ST. LOUIS — A company that designs, installs and distributes pressure valves for refineries and chemical plants has mostly prevailed in challenges brought by "excess insurers" who were ordered to pay defense costs in asbestos litigation at St. Louis City Circuit Court.
In an opinion issued Oct. 3, the Missouri Court of Appeals, Eastern District affirmed the trial court's summary judgment in favor of Nooter Corp., finding that an "all sums" allocation applies to all of the policies addressed. The court remanded the case to the trial court to determine the award for attorneys' fees.
Nooter had litigated against eight insurance companies that provided excess coverage over their obligations to defend in asbestos cases it faced in St. Louis.
The companies include Evanston Insurance Co., National Union Fire Insurance Co. of Pittsburgh, Allianz Underwriters Insurance Co., Certain Underwriters at Lloyd’s, London and Certain London Market Insurance companies, Appalachian Insurance Co., Munich Reinsurance America Inc., North Star Reinsurance Co. and OneBeacon America Insurance Co.

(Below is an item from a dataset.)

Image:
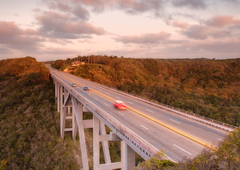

Nooter had first sought funds from its primary carriers to pay claims of more than 20,000 lawsuits, but as they became exhausted, the company turned to excess policy coverage.
According to the ruling, one of the complications in identifying which policies cover the periods of asbestos exposure that form the basis of a particular lawsuit, which are mostly "long-tail" claims.
"Long-tail claims involve allegations of continuous or escalating damages over a range of time, sometimes spanning several years, or even decades; this is often the case for asbestos claims," the ruling states. "Unlike most tort actions, where the causal event and resulting injury occur almost instantaneously (e.g., an automobile accident), identifying the timing of the causal event(s) is often difficult or impossible in long-tail claims."
St. Louis City Circuit Court has been labeled a "judicial hellhole" by the American Tort Reform Association in part due it becoming a court where asbestos plaintiffs from all over the U.S. bring their suits.
Analysis of filings in 2016 showed that St. Louis was the fourth most popular court system for asbestos litigation across the country.